In November 2004 Larry Brown sent the manuscupt of his all but completed sixth novel,
A Miracle of Catfish
, to his agent, Liz Darhansoff, of Darhansoff, Verrill, Feldman, in New York. He had made notes for the two or three chapters to end the novel and would start work on them after the Thanksgiving holiday. To the shock and sorrow of his immediate family and the wider family of his readers, Larry Brown died of a massive heart attack on November 24, the day before Thanksgiving, at home in Lafayette County, Mississippi. He was fifty-three years old.

Algonquin Books of Chapel Hill, publisher of all but one of Larry Brown's nine previous books, is proud to be the publisher of the novel he was writing when he died. And I am personally honored by the request of his wife, Mary Annie Brown, and her advisers, Tom Rankin and Jonny Miles, that I edit the unfinished manuscript
A Miracle of Catfish
for publication.

Once Larry Brown had mastered his laconic style, the first-draft manuscripts of his books were nearly always so polished stylistically that my job as editor mostly involved showing him the places I felt the novels would benefit from trimming. He was, as a novelist, likely to write more than he needed. Having honed his skills on the short-story form, he reveled in the wide spaces that novels offer. I rarely found reason to suggest expansion. But I did find places I thought would gain by careful snipping and shaving.

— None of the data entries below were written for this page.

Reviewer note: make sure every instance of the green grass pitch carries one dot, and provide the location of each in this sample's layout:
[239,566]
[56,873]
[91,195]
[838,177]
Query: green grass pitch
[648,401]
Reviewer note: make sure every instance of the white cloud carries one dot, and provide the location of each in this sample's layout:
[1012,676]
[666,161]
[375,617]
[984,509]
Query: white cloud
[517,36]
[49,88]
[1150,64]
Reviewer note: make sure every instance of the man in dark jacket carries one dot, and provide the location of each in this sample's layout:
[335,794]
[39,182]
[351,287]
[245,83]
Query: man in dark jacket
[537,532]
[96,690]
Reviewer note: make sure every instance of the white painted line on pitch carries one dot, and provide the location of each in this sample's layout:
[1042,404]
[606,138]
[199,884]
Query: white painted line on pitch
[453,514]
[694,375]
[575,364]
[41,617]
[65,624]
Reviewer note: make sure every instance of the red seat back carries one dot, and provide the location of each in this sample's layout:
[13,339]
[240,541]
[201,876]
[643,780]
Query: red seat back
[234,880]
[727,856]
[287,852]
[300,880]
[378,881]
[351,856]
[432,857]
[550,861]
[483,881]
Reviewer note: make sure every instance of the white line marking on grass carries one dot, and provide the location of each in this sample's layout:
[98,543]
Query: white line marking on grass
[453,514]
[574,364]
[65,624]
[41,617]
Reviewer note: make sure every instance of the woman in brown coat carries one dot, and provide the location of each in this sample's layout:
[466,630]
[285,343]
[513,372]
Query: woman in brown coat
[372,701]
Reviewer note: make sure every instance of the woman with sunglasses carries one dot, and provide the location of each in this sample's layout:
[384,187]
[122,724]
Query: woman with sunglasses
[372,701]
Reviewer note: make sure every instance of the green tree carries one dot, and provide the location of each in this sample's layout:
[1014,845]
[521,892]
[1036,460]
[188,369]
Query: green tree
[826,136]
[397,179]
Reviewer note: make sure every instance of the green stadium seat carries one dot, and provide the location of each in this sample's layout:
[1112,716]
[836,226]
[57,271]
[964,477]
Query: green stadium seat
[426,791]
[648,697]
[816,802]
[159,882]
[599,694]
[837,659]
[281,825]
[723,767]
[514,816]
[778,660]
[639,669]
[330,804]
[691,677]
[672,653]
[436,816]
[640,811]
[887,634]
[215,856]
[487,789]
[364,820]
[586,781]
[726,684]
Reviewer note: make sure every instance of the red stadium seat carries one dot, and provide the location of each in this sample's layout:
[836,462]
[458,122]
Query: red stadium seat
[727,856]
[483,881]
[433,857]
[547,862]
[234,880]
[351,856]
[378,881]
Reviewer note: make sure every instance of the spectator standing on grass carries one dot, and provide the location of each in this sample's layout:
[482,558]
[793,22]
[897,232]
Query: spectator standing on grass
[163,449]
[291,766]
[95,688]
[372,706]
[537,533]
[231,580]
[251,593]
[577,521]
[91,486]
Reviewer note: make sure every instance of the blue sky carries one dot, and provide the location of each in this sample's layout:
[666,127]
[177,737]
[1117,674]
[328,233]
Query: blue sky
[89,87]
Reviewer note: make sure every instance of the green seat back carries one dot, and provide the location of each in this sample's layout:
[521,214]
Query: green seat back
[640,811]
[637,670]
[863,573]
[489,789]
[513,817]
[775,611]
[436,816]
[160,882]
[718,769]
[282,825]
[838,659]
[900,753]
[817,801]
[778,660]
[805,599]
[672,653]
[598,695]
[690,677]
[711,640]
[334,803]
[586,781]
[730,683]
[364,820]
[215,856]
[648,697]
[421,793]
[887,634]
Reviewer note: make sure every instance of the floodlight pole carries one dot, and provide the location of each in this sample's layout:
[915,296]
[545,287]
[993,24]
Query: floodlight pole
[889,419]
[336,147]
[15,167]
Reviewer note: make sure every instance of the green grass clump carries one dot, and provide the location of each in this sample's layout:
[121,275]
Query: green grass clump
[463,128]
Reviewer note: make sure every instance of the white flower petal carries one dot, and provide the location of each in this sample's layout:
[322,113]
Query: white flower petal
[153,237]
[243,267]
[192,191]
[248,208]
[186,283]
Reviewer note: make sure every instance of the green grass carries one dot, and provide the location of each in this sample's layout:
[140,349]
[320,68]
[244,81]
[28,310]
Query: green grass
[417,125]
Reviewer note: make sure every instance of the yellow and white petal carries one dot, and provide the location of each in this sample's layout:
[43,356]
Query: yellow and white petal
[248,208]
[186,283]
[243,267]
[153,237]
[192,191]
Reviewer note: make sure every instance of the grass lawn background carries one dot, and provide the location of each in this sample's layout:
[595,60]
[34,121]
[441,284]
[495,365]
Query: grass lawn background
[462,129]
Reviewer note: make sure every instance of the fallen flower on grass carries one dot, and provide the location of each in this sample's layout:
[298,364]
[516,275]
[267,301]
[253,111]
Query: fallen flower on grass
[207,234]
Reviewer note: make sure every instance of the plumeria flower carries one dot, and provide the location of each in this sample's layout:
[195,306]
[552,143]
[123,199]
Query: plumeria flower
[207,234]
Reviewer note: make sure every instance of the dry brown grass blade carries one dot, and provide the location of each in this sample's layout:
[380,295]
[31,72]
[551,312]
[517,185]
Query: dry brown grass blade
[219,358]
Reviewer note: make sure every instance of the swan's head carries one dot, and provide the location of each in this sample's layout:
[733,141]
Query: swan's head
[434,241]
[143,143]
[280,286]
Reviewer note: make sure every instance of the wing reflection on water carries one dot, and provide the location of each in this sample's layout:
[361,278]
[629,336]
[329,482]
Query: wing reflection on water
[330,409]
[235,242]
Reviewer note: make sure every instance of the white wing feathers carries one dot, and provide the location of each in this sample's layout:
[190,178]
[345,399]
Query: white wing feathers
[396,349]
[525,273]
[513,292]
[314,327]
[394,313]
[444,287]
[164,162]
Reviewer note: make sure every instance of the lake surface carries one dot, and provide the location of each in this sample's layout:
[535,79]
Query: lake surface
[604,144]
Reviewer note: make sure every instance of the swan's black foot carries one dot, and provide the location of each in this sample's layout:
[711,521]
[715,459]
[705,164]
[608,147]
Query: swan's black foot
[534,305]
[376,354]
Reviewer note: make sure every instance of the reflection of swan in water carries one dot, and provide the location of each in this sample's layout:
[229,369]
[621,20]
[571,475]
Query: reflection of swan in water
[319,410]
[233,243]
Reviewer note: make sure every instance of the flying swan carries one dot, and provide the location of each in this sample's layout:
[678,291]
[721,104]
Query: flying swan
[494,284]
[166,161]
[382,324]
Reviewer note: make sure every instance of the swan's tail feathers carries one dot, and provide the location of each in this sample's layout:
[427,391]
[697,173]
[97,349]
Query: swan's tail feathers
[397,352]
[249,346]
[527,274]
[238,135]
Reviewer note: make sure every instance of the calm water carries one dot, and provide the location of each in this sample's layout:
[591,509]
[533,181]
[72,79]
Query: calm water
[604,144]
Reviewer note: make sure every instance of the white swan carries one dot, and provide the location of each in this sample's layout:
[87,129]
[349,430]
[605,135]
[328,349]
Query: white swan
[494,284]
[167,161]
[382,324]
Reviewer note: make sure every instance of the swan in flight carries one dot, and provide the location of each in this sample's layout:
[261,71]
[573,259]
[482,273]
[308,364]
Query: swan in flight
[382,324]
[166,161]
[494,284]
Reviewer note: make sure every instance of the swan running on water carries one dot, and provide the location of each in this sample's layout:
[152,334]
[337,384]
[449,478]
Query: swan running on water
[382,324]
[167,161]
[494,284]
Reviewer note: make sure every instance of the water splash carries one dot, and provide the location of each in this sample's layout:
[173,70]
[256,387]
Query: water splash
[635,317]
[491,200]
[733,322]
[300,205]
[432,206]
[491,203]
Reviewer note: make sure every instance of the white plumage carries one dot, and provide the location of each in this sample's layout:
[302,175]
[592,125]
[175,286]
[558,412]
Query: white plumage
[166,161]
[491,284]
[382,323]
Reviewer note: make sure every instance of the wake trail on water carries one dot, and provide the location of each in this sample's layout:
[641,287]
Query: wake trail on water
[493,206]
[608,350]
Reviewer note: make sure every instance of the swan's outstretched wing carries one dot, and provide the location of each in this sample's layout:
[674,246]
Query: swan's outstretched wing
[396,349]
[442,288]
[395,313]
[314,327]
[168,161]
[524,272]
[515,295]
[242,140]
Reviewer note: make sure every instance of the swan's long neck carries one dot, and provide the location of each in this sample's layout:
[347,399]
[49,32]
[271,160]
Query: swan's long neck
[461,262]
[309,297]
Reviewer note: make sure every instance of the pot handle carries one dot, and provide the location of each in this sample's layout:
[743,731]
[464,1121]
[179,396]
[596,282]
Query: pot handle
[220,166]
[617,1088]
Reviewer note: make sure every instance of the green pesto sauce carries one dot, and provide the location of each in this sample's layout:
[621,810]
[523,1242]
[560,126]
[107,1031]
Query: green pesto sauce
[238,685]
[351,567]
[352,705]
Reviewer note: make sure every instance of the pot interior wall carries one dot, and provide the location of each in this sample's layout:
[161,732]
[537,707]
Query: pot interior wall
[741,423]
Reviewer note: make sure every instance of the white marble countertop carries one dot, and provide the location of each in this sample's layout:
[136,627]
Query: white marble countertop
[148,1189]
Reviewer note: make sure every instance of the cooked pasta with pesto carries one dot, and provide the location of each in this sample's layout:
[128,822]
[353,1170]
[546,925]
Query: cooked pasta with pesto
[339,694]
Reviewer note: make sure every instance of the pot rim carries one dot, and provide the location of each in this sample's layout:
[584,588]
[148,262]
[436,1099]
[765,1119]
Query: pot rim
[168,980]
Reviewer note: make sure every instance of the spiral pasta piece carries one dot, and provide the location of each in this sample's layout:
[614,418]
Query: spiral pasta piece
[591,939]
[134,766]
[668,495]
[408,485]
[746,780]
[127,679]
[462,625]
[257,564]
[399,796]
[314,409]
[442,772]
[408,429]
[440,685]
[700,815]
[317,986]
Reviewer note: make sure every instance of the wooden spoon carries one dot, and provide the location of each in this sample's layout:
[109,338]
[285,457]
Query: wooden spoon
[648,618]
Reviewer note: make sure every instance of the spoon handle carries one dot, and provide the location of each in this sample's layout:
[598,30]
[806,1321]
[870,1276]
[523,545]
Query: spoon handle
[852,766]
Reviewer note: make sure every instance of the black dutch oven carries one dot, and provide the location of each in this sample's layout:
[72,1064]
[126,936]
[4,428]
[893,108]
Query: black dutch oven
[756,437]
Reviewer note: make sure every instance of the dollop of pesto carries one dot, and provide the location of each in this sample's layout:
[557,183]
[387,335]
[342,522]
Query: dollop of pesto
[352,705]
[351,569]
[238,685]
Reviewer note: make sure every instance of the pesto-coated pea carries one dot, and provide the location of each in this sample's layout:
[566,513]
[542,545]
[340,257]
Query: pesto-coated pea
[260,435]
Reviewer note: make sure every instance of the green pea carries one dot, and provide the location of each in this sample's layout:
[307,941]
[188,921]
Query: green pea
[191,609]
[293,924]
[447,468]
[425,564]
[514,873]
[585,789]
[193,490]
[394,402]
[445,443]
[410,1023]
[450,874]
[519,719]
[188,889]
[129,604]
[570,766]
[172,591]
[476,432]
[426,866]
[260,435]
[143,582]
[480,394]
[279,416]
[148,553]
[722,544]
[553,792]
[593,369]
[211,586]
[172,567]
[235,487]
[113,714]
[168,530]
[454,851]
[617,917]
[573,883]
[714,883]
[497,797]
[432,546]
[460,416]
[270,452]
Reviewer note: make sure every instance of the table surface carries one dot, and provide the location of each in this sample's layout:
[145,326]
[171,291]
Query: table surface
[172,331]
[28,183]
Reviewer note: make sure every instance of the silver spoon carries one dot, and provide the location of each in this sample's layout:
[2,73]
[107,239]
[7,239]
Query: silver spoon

Ever the professional, he almost never argued, though many years after the publication of his first novel,
Dirty Work
, he liked to remind me that I had asked him to cut the first two hundred pages of the first-draft manuscript — and, he was always careful to add, that he'd done it without any dispute. This was only slight exaggeration on both counts.

Never having edited a manuscript for posthumous publication, I consulted other novelists and critics about the kind of editing I might do and should do under such circumstances. Our conversations led to a
consensus that making
any
changes — substantive or minor — to the plot, the structure, the characterizations, would be inappropriate. No word changes, no syntax changes, and certainly no effort at “ending” the novel should be made. (The author's notes of his plans for the final chapters, typed in at the end of a rough table of contents, were found among his papers. They follow the last page of the novel as written.)

But what about cuts? The towering 710-page manuscript on my desk reminded me of the first draft manuscripts of two of Larry Brown's earlier books,
Joe
and
Fay
, and I felt strongly that some cutting — to streamline the narrative and lighten some sections that went on past the point — was in order. But I also felt that cuts to the manuscript would be permissible only if the printed book were designed so that the reader would know where these had been made; by the same token, scholars could easily compare the book with the original archived manuscript.

So the unfinished novel you have in your hands is Larry Brown's first-draft manuscript with editorial cuts (including drafted chapter titles I believe he meant to revise if not omit) that I hope improve the flow and that I believe he would have accepted pretty readily.
A Miracle of Catfish
is still a very long novel, albeit an unfinished one. If you do have the opportunity to compare it with the manuscript now available to students of Brown's work in the Department of Archives and Special Collections of the J. D. Williams Library at the University of Mississippi in Oxford and you take issue with the cuts, I am certainly willing to share my reasons for them. I would, in fact, be happy to explain myself, as I would have had to explain myself to Larry Brown had he lived to finish the work.